Вот этого он боялся, пожалуй, больше всего на свете – пропавших дней.
А вот свидетельство биолога К. Н. Давыдова, который сошелся с Пришвиным на почве охоты и оставил, быть может, лучшие из всех существующих о Михаиле Михайловиче воспоминания.
«Не преувеличивая скажу, что самым близким существом для него была не жена, не дети, а его легавая собака. Добавлю, что Пришвин никогда не говорил о своей семейной жизни. Как-то раз я выразил ему свое удивление, почему он никогда не приглашает меня к себе.
– Уж не боишься ли ты, – сказал я шутливо, – что я начну ухаживать за твоей женой?
– Нет, – совершенно серьезно ответил Пришвин, – тут дело не в жене, а в собаке.
Как всполошился я, ошарашенный этим ответом.
– Да, – пояснил мой собеседник, – тебя к себе оттого не приглашаю, что боюсь, мой Спорт может открыть в тебе что-нибудь настолько близкое его душе, что может свои симпатии перенести на тебя…»[179]
Шли годы.

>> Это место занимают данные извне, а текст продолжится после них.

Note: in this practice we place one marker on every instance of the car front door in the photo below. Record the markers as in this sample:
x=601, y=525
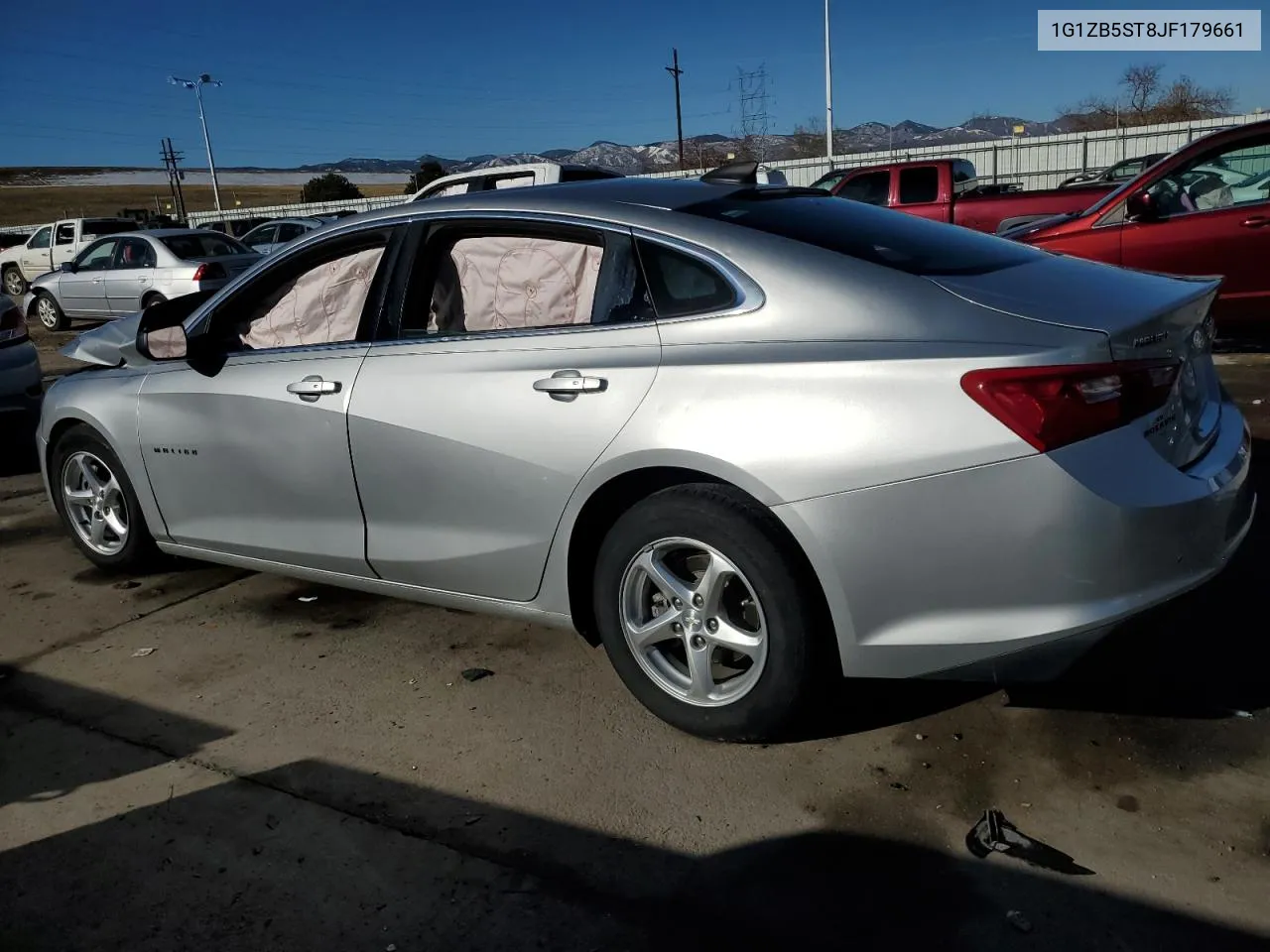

Пришвин писал книги, путешествовал, участвовал в литературной жизни, потом началась Первая мировая война, и писатель с горечью отметил, что в своей семье он на обочине, а предположение, будто бы Ефросинья Павловна готова ради него пожертвовать детьми, оказалось свидетельством полного непонимания ее характера. В 1915 году он написал совершенно пророчески, словно предугадывая семейную драму тридцатых годов и свой будущий открытый конфликт с женой и детьми:
«Как она укрепляется детьми. При такой ее близости к детям будущее почти несомненно: она и три ее защитника. Как смешно сострадание к ней было бы: она в сравнении со мной богатейший, неистребимый человек».
Но буквально через несколько дней вдруг записал, пытаясь определить свое отношение к тому, как переменилась за двенадцать лет жена:
«Когда Фрося превратилась, по-видимому, окончательно в злейшую Ксантиппу, то теперь только и вырисовывается то милое существо, которое я так любил: сарафан, платочек, весла на реке, лес, грибы и такая со всеми ласковость и простые слова. А теперь это вечно надутое ворчливое существо, всех отталкивающее от моего дома, с глупыми требованиями».
И Пришвин это понимал, но есть последнее и высшее соображение, которое не позволяло ему жалеть о своем выборе и идти по тому пути, на который он встал.